Since the front porch is so wide, I was not able to see the front steps from the front door.

The sidewalk, which is where one end of the gutter is resting in the picture, is about 30 or so feet below the porch. The porch is on the first floor, the bedroom is on the second floor. It was hanging above our second floor bedroom windows.

We estimate that it must have fallen about 60 feet. At 2:34 in the morning, I in my drawers, going from window to window in search of the mysterious noise. What a sight that must have been from across the way.

This is the same gutter that came loose during the snow storm last winter. We managed to control that situation by tying string to it and anchoring it to the roof until our capricious landlord remedied the issue. It seems to have suffered some buckling upon landing, so perhaps it is beyond repair at this point.

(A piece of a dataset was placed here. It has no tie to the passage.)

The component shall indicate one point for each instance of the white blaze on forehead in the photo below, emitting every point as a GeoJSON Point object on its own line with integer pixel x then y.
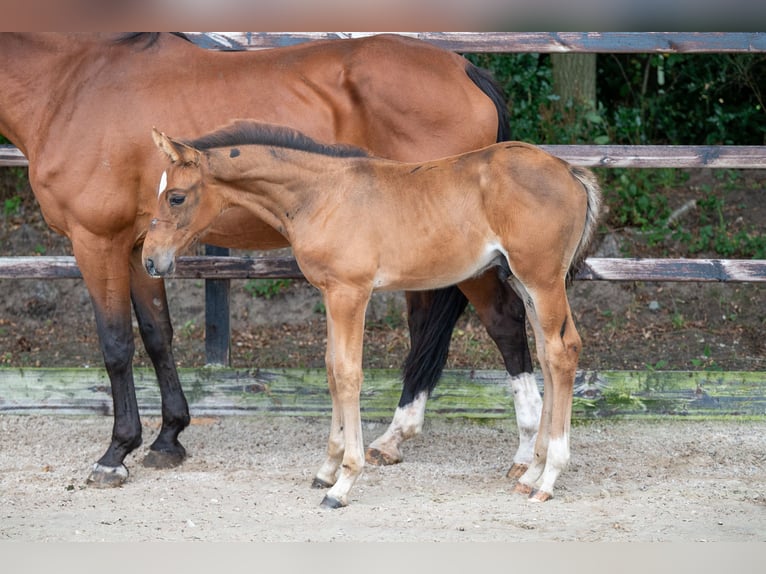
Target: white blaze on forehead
{"type": "Point", "coordinates": [163, 183]}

At any rate, another weird, random event goes into the books.

0 comments 12 November 2010

Even though I’m having a crisis of mammoth proportions in school and I’m behind on e-v-e-r-y-t-h-i-n-g, I’ve come into some really awesome music by way of iTunes radio. This website provides the best continuous music heard in quite some time: http://laut.fm/alternativeworld. I’m listening to Phoenix now, but I’ve been introduced to Troy von Balthazar, The Temper Trap, The Twilight Sad, Marquis of Vaudeville- a small sample of the playlist I’m gathering.

And thank goodness… I was starting to dream in Bach and one morning woke up singing Whip It. not that there’s anything wrong with that, it’s just that something new was definitely needed.

Neil is coming in today to get the geckos and take them to Norfolk. I’m gonna miss the little guys. Think he’s only staying the night. Luckily, we are pounding out the ‘get ready to have people over for Thanksgiving’ cleaning list, so his room is clean(er). We got the porch done last night and Marieke washed the sofa cover so that there is a spot to sit.

I’m falling ever behind and I don’t see any clear sky ahead- at least not before Christmas- which is 43 days away. Fingers crossed, I guess.